Get the X and Y Point at altitute zero

In :
df_prediction = pd.DataFrame(np.hstack((new_z, x_new_pred, y_new_pred)))
df_prediction.columns =  ["Altitude (Z)", "X_Coord", "Y_Coord"]
df_prediction.tail()

Out:
Altitude (Z) X_Coord Y_Coord
254 40.0 7310.580865 6934.020514
255 30.0 7313.847244 6937.459956
256 20.0 7317.115429 6940.901948
257 10.0 7320.385424 6944.346495
258 0.0 7323.657236 6947.793603
In :
n = df_prediction.shape - 1
print 'It can be seen that the model predicts the meteroid impact at coordinate X:', df_prediction.iloc[n, 1], 'and Y:', df_prediction.iloc[n, 2]

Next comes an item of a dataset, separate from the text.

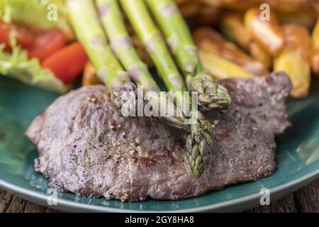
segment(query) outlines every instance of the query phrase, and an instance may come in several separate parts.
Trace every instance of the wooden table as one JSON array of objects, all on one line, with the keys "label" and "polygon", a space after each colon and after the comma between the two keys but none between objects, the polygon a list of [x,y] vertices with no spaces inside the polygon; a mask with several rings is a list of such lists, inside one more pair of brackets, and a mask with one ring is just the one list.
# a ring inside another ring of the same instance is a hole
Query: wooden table
[{"label": "wooden table", "polygon": [[[0,213],[52,213],[58,212],[19,199],[12,194],[0,189]],[[296,213],[319,212],[319,179],[301,189],[276,201],[270,206],[263,206],[248,213]]]}]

It can be seen that the model predicts the meteroid impact at coordinate X: 7323.65723601 and Y: 6947.79360291


## Part IV: People in the impact region¶

In :
## Reduce dataset to interecting columns
df_pop = df_pop[['residents','x','y']]

## Missings
print 'Missing X-Coordinates: ', df_pop['x'].isnull().sum()
print 'Missing Y-Coordinates: ',df_pop['y'].isnull().sum()
print 'Missing residents ',df_pop['residents'].isnull().sum()

## Fill missing residents with zeros
df_pop['residents'] = df_pop['residents'].fillna(0)

## Check
print 'Check: Missing residents ',df_pop['residents'].isnull().sum()

Missing X-Coordinates:  0
Missing Y-Coordinates:  0
Missing residents  0
Check: Missing residents  0


In order to model total number of people that will most likely be affected within this region the 90% prediction intervall has to be calculated.

Note: Scikit-learn does not have built error estimates for doing inference. Thats why statsmodels is used here.

In :
## OLS Model for X-Variable
ols = OLS(x_train, Z_, missing = 'drop', hasconst = True)

ols_result = ols.fit()
prstd, x_iv_l, x_iv_u = wls_prediction_std(ols_result, Z_predict, alpha = 0.1)
x_mean_pred = ols_result.predict(Z_predict)
n = x_iv_l.shape - 1

print '90% prediction intervall for the X-Coordinate: [', x_iv_l[n], ', ', x_iv_u[n], ']'

## OLS Model for Y-Variable
ols = OLS(y_train, Z_)
ols_result = ols.fit()
prstd, y_iv_l, y_iv_u = wls_prediction_std(ols_result, Z_predict, alpha = 0.1)
y_mean_pred = ols_result.predict(Z_predict)
print '90% prediction intervall for the Y-Coordinate: [', y_iv_l[n], ', ', y_iv_u[n], ']'

90% prediction intervall for the X-Coordinate: [ 7241.70537576 ,  7406.29462424 ]
90% prediction intervall for the Y-Coordinate: [ 6807.96209265 ,  7088.03790735 ]

In :
people_in_90p_region = sum(df_pop['residents'][(df_pop['x'] >= x_iv_l[n]) & (df_pop['x'] <= x_iv_u[n]) & (df_pop['y'] >= y_iv_l[n]) & (df_pop['y'] <= y_iv_u[n])])
print "The 90% impact region is rather large, i.e., :", people_in_90p_region, " people are in the region"
print "That means", round((people_in_90p_region / sum(df_pop['residents'])) * 100, 2),"% of all people life in the 90% impact region."

The 90% impact region is rather large, i.e., : 0  people are in the region
That means 0.0 % of all people life in the 90% impact region.


The above calculations show, that the 90% prediction intervall is very large and a large amount of the population is impacted by the metorid.